In the spirit of equivocation when I look at the world we live in and and note 
the trends then I feel worse, not better.

-David Leibs

On Oct 31, 2013, at 11:10 AM, David Barbour <[email protected]> wrote:

> The phrase "Worse is better" involves an equivocation - the 'worse' and 
> 'better' properties are applied in completely different domains (technical 
> quality vs. market success).

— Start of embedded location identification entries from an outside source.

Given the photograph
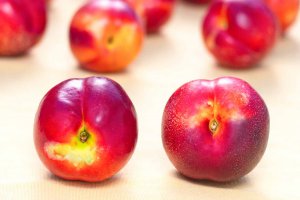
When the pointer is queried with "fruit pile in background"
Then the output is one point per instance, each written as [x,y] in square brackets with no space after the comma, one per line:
[224,118]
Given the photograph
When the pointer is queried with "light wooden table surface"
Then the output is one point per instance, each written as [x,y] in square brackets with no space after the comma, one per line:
[168,60]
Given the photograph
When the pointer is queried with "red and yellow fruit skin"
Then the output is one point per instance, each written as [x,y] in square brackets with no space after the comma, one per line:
[99,106]
[155,13]
[285,11]
[199,1]
[227,152]
[106,35]
[239,33]
[22,24]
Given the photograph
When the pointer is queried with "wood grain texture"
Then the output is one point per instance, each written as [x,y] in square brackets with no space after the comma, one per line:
[168,60]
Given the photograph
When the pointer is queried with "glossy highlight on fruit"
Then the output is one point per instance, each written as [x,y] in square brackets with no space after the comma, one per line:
[286,12]
[155,13]
[22,24]
[216,130]
[85,129]
[239,33]
[106,35]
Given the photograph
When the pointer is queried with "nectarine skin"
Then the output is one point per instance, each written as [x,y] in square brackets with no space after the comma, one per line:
[199,1]
[155,13]
[285,11]
[85,129]
[216,130]
[106,35]
[22,24]
[239,33]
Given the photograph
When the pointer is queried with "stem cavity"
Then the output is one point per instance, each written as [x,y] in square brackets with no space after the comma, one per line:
[84,136]
[213,126]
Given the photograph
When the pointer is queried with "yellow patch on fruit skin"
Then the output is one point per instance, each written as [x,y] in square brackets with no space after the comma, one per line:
[76,153]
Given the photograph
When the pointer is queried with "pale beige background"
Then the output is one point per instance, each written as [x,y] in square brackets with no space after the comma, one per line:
[167,61]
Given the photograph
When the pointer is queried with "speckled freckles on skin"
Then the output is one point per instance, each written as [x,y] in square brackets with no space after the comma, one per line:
[215,130]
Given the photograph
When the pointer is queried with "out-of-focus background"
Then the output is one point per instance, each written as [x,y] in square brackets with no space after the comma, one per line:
[168,60]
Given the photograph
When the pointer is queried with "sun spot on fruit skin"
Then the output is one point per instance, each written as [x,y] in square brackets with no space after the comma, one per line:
[77,156]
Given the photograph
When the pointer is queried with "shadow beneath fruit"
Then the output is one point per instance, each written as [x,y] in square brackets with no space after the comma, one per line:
[231,184]
[81,184]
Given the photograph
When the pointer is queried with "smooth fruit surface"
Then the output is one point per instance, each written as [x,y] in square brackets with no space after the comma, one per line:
[85,129]
[216,130]
[285,11]
[22,24]
[155,13]
[199,1]
[239,33]
[106,35]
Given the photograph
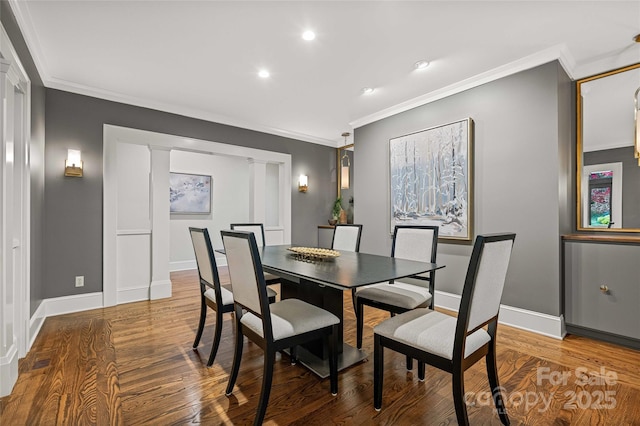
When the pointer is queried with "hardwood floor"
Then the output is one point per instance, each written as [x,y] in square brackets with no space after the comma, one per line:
[133,364]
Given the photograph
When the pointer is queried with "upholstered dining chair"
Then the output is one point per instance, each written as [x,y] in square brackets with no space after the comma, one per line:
[451,344]
[412,242]
[258,230]
[212,294]
[274,327]
[346,237]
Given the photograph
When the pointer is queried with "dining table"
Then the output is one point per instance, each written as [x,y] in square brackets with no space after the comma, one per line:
[321,281]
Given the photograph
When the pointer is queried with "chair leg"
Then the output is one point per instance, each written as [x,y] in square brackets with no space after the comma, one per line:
[458,398]
[378,373]
[216,339]
[496,390]
[203,317]
[421,371]
[267,378]
[354,301]
[359,323]
[333,359]
[237,356]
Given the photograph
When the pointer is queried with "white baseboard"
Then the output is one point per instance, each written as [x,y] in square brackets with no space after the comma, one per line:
[35,323]
[130,295]
[536,322]
[70,304]
[9,369]
[160,289]
[182,265]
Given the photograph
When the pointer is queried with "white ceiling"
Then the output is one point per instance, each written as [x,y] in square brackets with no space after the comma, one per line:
[201,58]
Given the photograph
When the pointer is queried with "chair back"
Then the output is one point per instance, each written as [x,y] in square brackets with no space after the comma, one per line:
[416,242]
[346,237]
[245,271]
[256,228]
[485,280]
[205,259]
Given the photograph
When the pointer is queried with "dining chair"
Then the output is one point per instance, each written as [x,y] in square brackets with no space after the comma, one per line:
[411,242]
[346,237]
[212,294]
[281,325]
[451,344]
[258,230]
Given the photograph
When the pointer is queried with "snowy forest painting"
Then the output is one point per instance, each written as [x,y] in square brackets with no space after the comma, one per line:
[189,193]
[430,179]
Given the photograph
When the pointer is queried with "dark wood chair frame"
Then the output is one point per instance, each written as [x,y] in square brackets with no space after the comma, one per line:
[458,364]
[353,290]
[360,302]
[218,307]
[267,343]
[264,243]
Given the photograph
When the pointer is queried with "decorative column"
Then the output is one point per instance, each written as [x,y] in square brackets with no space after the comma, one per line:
[160,232]
[257,190]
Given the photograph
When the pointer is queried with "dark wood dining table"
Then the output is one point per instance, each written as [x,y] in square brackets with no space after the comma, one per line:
[322,283]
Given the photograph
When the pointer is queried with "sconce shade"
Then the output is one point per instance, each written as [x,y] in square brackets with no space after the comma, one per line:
[302,183]
[637,127]
[73,163]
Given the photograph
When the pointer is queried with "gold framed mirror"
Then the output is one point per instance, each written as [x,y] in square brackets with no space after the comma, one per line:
[344,171]
[608,170]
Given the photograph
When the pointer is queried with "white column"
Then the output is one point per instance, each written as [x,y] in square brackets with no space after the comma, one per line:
[160,277]
[8,337]
[257,190]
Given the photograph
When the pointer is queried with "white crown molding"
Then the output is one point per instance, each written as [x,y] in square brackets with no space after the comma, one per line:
[31,38]
[55,83]
[558,52]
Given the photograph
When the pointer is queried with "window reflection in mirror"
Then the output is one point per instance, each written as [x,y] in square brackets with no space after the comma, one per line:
[608,175]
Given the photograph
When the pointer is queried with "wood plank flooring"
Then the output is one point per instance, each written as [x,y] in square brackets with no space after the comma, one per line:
[133,365]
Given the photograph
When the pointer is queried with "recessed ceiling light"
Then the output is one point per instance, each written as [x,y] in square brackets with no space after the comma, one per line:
[420,65]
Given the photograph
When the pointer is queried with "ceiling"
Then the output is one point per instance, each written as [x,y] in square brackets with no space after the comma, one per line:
[201,58]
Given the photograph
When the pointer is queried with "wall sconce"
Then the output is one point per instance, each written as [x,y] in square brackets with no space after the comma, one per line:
[73,163]
[637,122]
[344,166]
[302,183]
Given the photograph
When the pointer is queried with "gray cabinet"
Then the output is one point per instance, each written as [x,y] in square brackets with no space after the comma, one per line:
[602,290]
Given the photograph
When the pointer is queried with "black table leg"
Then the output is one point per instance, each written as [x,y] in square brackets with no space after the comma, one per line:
[314,355]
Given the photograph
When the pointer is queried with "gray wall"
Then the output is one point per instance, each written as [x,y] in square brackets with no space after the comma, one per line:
[37,153]
[73,223]
[521,180]
[630,180]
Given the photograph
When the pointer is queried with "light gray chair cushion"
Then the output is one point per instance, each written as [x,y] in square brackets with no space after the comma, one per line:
[430,331]
[291,317]
[269,277]
[399,294]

But, hate it or not, it is undeniable that 
> "worse is better" philosophy has been historically successful. 
> 
> 
> On Thu, Oct 31, 2013 at 12:50 PM, David Leibs <[email protected]> wrote:
> Hi Chris,
> I get your point but I have really grown to dislike that phrase "Worse is 
> Better".  Worse is never better.  Worse is always worse and worse never 
> reduces to better under any set of natural rewrite rules. Yes there are 
> advantages in the short term to being first to market and things that are 
> worse can have more mindshare in the arena of public opinion.  
> 
> "Worse is Better" sounds like some kind of apology to me.
> 
> cheers,
> -David Leibs
> 
> On Oct 31, 2013, at 10:37 AM, Chris Warburton <[email protected]> 
> wrote:
> 
>> Unfortunately, a big factor is also the first-to-market pressure,
>> otherwise known as 'Worse Is Better': you can reduce the effort required
>> to implement a system by increasing the effort required to use it. The
>> classic example is C vs LISP, but a common one these days is
>> multithreading vs actors, coroutines, etc.